It's one of example code of Golang. But cannot understand why 'done' channel need in this case.
https://gobyexample.com/closing-channels
There is no reason to sent true to done channel. We can know jobs channel is done when "sent all jobs" message is printed, isn't it?
I deleted code that relative to done channel and result is still same.
No the result is not the same:
Your main goroutine exits before your received job goroutine in many situations (e.g. different CPU loads, and it is nondeterministic and system dependent behavior), so in that way you cannot guarantee that all jobs received, e.g. just Add
time.Sleep(500)
before
fmt.Println("received job", j)
to see this, try it on The Go Playground:
// _Closing_ a channel indicates that no more values
// will be sent on it. This can be useful to communicate
// completion to the channel's receivers.
package main
import (
"fmt"
"time"
)
// In this example we'll use a `jobs` channel to
// communicate work to be done from the `main()` goroutine
// to a worker goroutine. When we have no more jobs for
// the worker we'll `close` the `jobs` channel.
func main() {
jobs := make(chan int, 5)
//done := make(chan bool)
// Here's the worker goroutine. It repeatedly receives
// from `jobs` with `j, more := <-jobs`. In this
// special 2-value form of receive, the `more` value
// will be `false` if `jobs` has been `close`d and all
// values in the channel have already been received.
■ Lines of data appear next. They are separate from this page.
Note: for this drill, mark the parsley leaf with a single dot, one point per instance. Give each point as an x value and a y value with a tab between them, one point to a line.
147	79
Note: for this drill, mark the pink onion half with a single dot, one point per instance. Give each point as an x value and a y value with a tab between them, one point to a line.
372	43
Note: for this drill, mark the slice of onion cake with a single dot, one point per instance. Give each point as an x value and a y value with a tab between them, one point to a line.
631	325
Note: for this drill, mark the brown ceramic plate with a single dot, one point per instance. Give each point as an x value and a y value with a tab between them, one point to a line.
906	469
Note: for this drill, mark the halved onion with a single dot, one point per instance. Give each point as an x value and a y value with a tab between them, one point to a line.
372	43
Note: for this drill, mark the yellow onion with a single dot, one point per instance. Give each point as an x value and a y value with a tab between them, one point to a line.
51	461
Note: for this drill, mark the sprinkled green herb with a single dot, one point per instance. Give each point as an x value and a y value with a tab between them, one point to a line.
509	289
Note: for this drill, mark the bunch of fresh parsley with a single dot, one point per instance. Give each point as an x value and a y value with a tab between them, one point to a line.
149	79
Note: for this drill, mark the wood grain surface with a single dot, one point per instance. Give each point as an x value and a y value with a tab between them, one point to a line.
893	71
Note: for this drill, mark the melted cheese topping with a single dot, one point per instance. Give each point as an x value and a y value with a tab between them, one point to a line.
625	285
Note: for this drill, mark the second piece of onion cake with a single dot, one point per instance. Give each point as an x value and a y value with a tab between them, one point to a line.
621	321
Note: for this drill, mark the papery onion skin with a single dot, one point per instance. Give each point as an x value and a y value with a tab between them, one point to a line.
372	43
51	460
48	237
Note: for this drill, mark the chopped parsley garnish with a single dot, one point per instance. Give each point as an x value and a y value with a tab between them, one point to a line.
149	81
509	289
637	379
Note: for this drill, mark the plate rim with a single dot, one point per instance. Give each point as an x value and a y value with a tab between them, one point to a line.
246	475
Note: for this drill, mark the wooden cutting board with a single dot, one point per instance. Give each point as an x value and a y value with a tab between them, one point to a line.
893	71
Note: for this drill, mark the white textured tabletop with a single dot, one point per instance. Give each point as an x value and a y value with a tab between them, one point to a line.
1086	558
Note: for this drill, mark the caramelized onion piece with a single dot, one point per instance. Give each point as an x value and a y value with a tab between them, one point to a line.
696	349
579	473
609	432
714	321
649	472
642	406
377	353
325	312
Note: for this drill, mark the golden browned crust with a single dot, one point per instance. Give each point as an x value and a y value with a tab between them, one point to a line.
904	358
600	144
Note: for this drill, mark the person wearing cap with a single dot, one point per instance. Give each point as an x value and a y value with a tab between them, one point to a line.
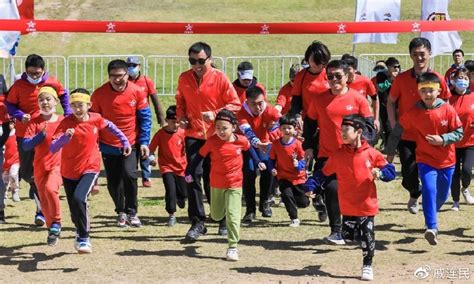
357	166
245	80
38	136
283	100
146	84
22	105
77	136
364	86
124	104
327	112
201	93
172	162
403	96
436	128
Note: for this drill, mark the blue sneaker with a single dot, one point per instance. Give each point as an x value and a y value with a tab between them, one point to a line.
53	234
39	219
84	246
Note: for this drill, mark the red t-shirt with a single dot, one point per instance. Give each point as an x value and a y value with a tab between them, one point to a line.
329	110
284	98
357	193
171	151
25	96
259	124
405	90
241	91
81	155
436	121
309	86
11	152
284	154
363	85
119	108
464	106
226	161
214	93
44	160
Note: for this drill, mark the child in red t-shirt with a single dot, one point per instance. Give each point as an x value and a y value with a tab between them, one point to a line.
38	136
287	163
357	165
225	149
172	161
78	136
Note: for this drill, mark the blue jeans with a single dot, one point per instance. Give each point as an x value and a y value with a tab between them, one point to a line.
435	190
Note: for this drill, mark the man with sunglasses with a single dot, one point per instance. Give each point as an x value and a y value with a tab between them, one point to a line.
327	111
147	86
126	105
22	104
201	93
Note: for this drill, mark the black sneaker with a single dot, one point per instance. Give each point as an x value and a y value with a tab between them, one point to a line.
222	231
197	229
248	218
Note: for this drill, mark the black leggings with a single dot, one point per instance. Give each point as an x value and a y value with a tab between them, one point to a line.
361	229
175	188
462	171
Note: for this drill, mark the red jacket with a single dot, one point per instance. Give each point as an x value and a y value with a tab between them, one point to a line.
214	93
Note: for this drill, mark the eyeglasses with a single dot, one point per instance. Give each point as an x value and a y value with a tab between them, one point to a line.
201	61
338	76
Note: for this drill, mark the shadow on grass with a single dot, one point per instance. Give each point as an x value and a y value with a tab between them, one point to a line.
314	270
27	262
189	251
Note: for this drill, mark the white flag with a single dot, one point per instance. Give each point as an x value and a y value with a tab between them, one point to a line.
437	10
377	11
8	10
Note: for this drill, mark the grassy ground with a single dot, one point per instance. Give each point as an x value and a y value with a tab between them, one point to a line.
270	251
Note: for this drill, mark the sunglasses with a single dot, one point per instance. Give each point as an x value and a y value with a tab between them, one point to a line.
201	61
338	76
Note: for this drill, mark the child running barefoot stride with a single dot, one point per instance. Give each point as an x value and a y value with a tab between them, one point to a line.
77	135
357	165
38	136
225	149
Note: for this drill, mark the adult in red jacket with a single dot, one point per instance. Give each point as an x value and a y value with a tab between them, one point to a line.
202	92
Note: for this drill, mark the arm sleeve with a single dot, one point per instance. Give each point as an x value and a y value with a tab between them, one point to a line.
112	128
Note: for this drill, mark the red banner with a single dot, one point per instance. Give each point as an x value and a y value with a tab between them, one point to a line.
234	28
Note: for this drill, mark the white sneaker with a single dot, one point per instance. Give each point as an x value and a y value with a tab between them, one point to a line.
16	196
367	273
295	223
232	254
467	196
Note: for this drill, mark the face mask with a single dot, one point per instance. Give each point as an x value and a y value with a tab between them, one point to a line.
461	84
34	81
133	71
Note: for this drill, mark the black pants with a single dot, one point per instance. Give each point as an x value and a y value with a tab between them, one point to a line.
462	171
330	198
195	204
122	173
77	192
361	228
175	188
26	168
293	196
249	189
410	182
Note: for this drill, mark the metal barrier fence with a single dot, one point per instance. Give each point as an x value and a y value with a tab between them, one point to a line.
55	65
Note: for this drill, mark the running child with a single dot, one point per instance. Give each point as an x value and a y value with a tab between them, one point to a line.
287	163
172	161
357	191
38	136
78	136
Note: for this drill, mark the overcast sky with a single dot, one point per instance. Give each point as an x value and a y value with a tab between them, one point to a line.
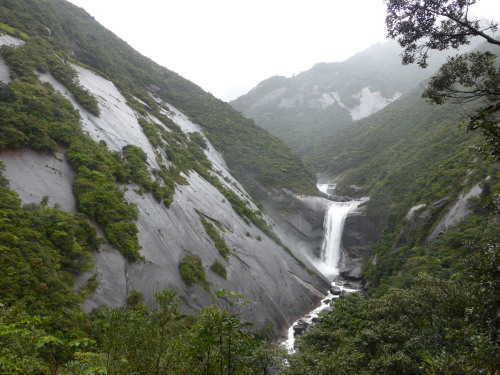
229	46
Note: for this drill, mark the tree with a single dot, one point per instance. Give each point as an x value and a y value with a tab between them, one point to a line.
424	25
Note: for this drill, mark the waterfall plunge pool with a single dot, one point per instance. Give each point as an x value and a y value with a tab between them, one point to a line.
330	262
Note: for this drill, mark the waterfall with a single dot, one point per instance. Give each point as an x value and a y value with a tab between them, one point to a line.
331	257
331	252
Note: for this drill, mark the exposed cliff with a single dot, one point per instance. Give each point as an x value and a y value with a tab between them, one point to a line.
304	109
171	189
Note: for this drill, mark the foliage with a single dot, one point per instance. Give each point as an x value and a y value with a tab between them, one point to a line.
36	55
436	326
192	271
315	104
421	27
251	153
408	154
219	269
42	251
19	334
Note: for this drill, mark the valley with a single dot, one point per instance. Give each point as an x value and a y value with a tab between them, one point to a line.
148	227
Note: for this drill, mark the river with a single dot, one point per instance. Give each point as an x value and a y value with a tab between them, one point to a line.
331	258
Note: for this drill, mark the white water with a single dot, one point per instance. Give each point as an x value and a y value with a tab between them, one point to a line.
325	187
331	256
331	250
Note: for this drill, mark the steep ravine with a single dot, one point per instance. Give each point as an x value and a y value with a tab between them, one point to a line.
279	288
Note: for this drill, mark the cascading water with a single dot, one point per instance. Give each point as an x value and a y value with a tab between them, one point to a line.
331	256
331	246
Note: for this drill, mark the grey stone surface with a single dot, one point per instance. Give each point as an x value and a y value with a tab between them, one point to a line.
456	212
279	289
34	175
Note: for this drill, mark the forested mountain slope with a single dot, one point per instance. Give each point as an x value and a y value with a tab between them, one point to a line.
305	108
417	167
132	179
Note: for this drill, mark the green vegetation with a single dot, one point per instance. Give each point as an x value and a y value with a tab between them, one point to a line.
295	108
192	271
251	153
157	341
410	153
465	78
38	56
42	250
220	245
434	327
219	269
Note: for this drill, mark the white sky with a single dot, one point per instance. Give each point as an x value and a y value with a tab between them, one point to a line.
229	46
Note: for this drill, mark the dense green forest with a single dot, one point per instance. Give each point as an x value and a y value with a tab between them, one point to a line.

// We use this to notify on `done` when we've worked
// all our jobs.
go func() {
for {
j, more := <-jobs
if more {
time.Sleep(500)
fmt.Println("received job", j)
} else {
fmt.Println("received all jobs")
//done <- true
return
}
}
}()
// This sends 3 jobs to the worker over the `jobs`
// channel, then closes it.
for j := 1; j <= 3; j++ {
jobs <- j
fmt.Println("sent job", j)
}
close(jobs)
fmt.Println("sent all jobs")
// We await the worker using the
// [synchronization](channel-synchronization) approach
// we saw earlier.
//<-done
}
output:
sent job 1
sent job 2
sent job 3
sent all jobs
instead of:
sent job 1
received job 1
received job 2
sent job 2
sent job 3
received job 3
received all jobs
sent all jobs
See:
Goroutine does not execute if time.Sleep included
Why is time.sleep required to run certain goroutines?
Weird channel behavior in go
TL;DR: There is a race condition---You got lucky.
If you didn't have the done channel, then the output of the program is non-deterministic.
Depending on the thread execution order, the main thread may exit before the goroutine finished its processing thereby causing the goroutine to be killed mid way.
By forcing the main thread to read from the done channel, we're forcing the main thread to wait until there is some data to be consumed in the done channel. This gives us a neat synchronization mechanism wherein the goroutine informs the main thread that it is done by writing to the done channel. This in turn causes the main thread's blocking <- done to finish and causes the program to terminate.
I think the accepted answer did not go into the exact reasons why.
The go language belongs to the procedural paradigm, meaning that every instruction is executed linearly. When a go routine is forked from the main go routine, it goes off on its own little adventure, leaving the main thread to return.
The buffered channel has a capacity of 5, which means it will not block until the buffer is full. It will also block if it is empty (a channel with zero capacity is inherently unbuffered).
Since there are only 4 iterations (0 to <=3), the read operation will not block.
By instructing the main thread to read from the done channel, we're forcing the main thread to wait until there is some data to be consumed in the done channel. When the iteration is over, the else branch is executed and the write operation done <- true causes the release of the <- done read operation in the main thread. The read operation waits to pull the now inserted value off of done.
After reading from done, the main Go routine is no longer blocked, hence terminating successfully.